Three in 5 Americans support a federal law protecting the right to same-sex marriage, according to a new poll released Wednesday, a day before the Senate tabled a vote on such legislation.

The Respect for Marriage Act was expected to come to the Senate floor next week, but its lead Democratic negotiator, Sen. Tammy Baldwin (Wis.), said Thursday it’s now on hold until after the midterms.  

The bill would make marriage a constitutional right regardless of a couple’s sex, race, ethnicity or national origin. 

A new Morning Consult-Politico poll found that 59 percent of voters surveyed support Congress codifying same-sex marriage rights with a federal law, with 42 percent expressing strong support. 

Three-quarters of Democrats and 62 percent of independents polled were supportive of the action, compared with just 38 percent of Republicans. 

Republicans were the most likely to report strong opposition, at 38 percent, compared to 11 percent of Democrats who said they were strongly opposed to Congress passing such legislation. 

Other recent polls show Americans’ support for same-sex marriage has hit record highs, and support for legislation to codify the right into federal law has garnered favor in the wake of the Supreme Court’s decision to overturn Roe v. Wade’s constitutional abortion rights.

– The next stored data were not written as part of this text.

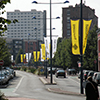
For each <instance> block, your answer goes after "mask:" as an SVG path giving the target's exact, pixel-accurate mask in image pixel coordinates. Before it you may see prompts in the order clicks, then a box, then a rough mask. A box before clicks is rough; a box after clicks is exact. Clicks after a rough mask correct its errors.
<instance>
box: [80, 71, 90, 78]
mask: <svg viewBox="0 0 100 100" xmlns="http://www.w3.org/2000/svg"><path fill="white" fill-rule="evenodd" d="M90 71H91V70H83V79H84V80H86V79H87V77H88V73H89V72H90ZM80 75H81V72H79V74H78V78H80Z"/></svg>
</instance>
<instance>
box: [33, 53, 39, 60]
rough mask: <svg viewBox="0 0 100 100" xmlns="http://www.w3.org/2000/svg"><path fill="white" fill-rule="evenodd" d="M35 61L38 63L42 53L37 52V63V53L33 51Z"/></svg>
mask: <svg viewBox="0 0 100 100" xmlns="http://www.w3.org/2000/svg"><path fill="white" fill-rule="evenodd" d="M33 55H34V61H35V62H37V61H38V60H39V58H40V51H37V61H36V51H33Z"/></svg>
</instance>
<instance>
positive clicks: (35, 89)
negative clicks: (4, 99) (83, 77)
mask: <svg viewBox="0 0 100 100" xmlns="http://www.w3.org/2000/svg"><path fill="white" fill-rule="evenodd" d="M53 78H54V80H55V81H56V82H57V85H44V84H43V83H42V82H41V81H40V80H39V76H37V75H34V74H32V73H26V72H22V71H17V72H16V78H15V79H14V80H11V82H10V83H9V86H8V87H7V88H5V89H0V90H1V91H2V92H3V93H4V94H5V96H13V97H24V98H25V97H26V98H34V99H37V100H85V97H81V96H72V95H65V94H57V93H52V92H49V91H48V90H47V88H49V87H52V88H58V87H60V88H61V89H63V90H68V91H74V92H77V93H80V91H79V90H80V87H79V80H78V79H77V77H75V76H68V77H66V78H62V77H59V78H55V76H54V77H53ZM69 88H70V90H69Z"/></svg>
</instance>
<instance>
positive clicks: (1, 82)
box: [0, 72, 8, 85]
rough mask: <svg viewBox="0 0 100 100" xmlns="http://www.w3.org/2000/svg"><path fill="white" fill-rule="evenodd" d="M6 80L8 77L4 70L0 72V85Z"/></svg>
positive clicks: (5, 81) (7, 81)
mask: <svg viewBox="0 0 100 100" xmlns="http://www.w3.org/2000/svg"><path fill="white" fill-rule="evenodd" d="M7 82H8V79H7V77H6V75H5V74H4V72H0V85H4V84H6V83H7Z"/></svg>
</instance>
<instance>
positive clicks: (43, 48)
mask: <svg viewBox="0 0 100 100" xmlns="http://www.w3.org/2000/svg"><path fill="white" fill-rule="evenodd" d="M41 49H42V59H44V60H45V59H46V52H45V44H41Z"/></svg>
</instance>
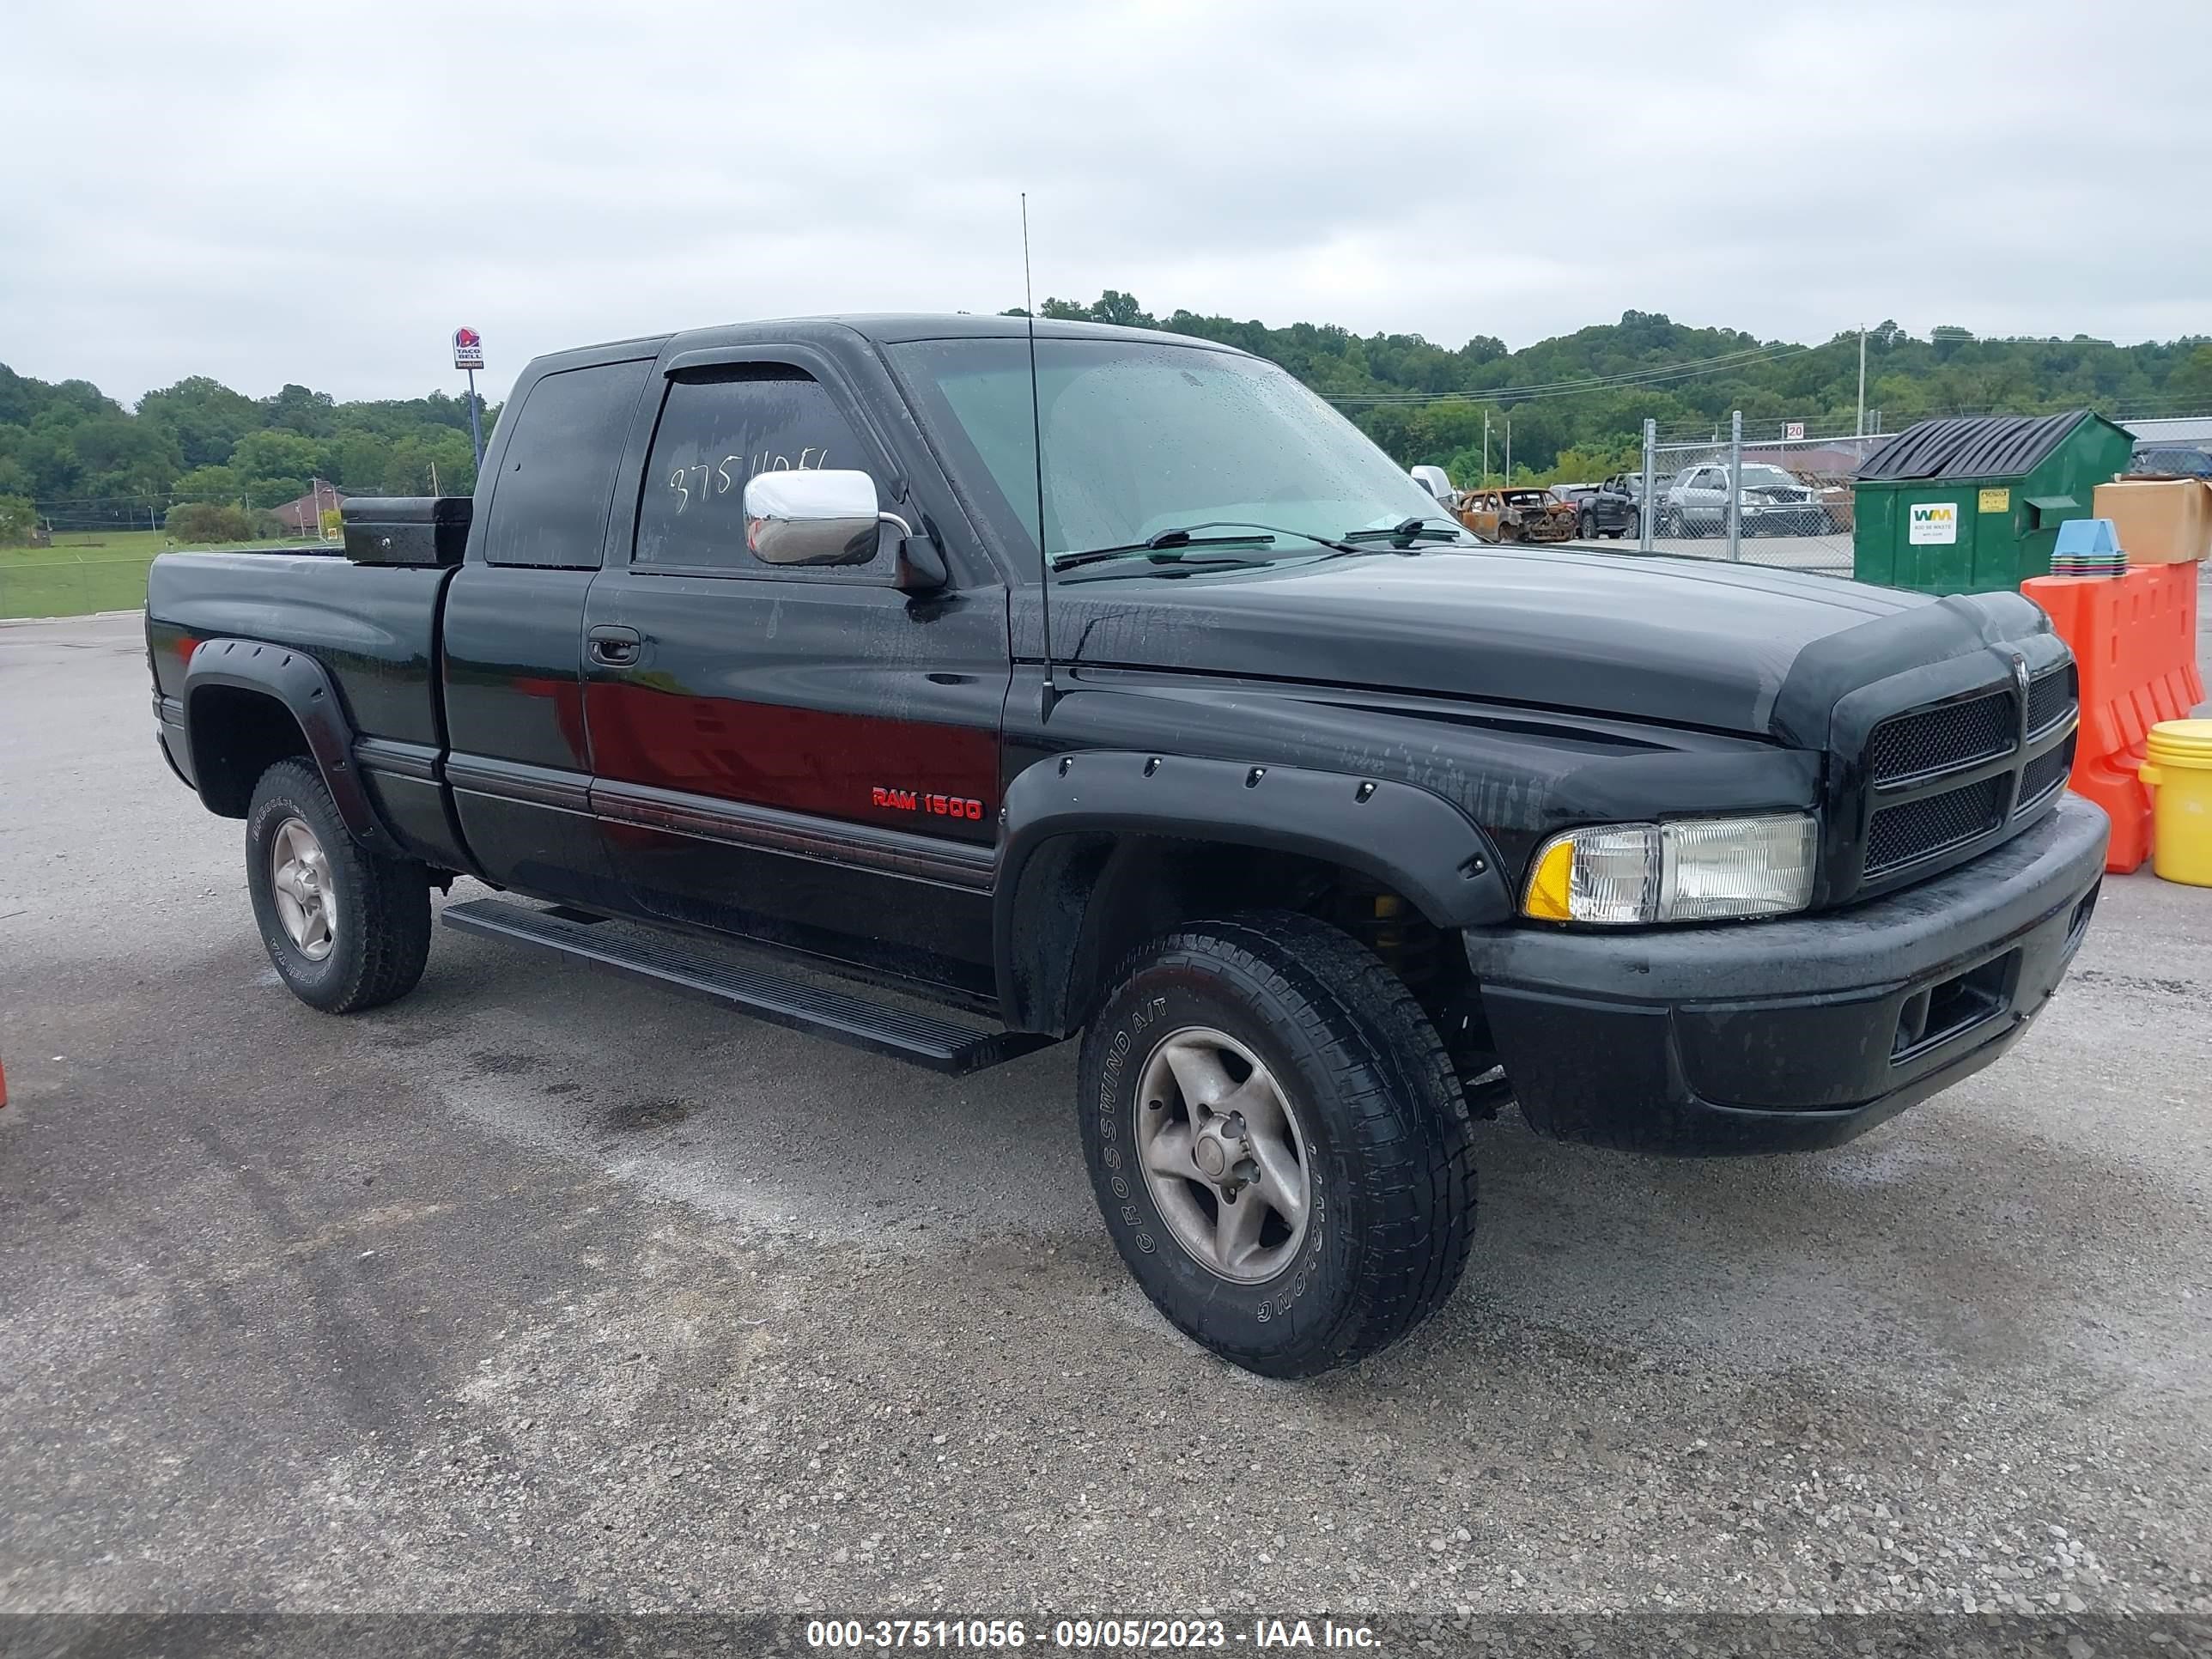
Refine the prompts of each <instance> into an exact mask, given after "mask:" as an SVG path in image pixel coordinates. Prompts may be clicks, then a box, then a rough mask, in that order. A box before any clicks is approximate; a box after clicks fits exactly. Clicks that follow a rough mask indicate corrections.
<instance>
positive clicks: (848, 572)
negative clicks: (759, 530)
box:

In a concurring opinion on the June decision, Supreme Court Justice Clarence Thomas said the court should reconsider past rulings that secured the right to access contraceptives and the right to same-sex marriage, among others.

The Respect for Marriage Act passed the House in July

Conducted Sept. 9-11, the Morning Consult-Politico poll surveyed 2,006 registered voters and had a margin of error of 2 percentage points.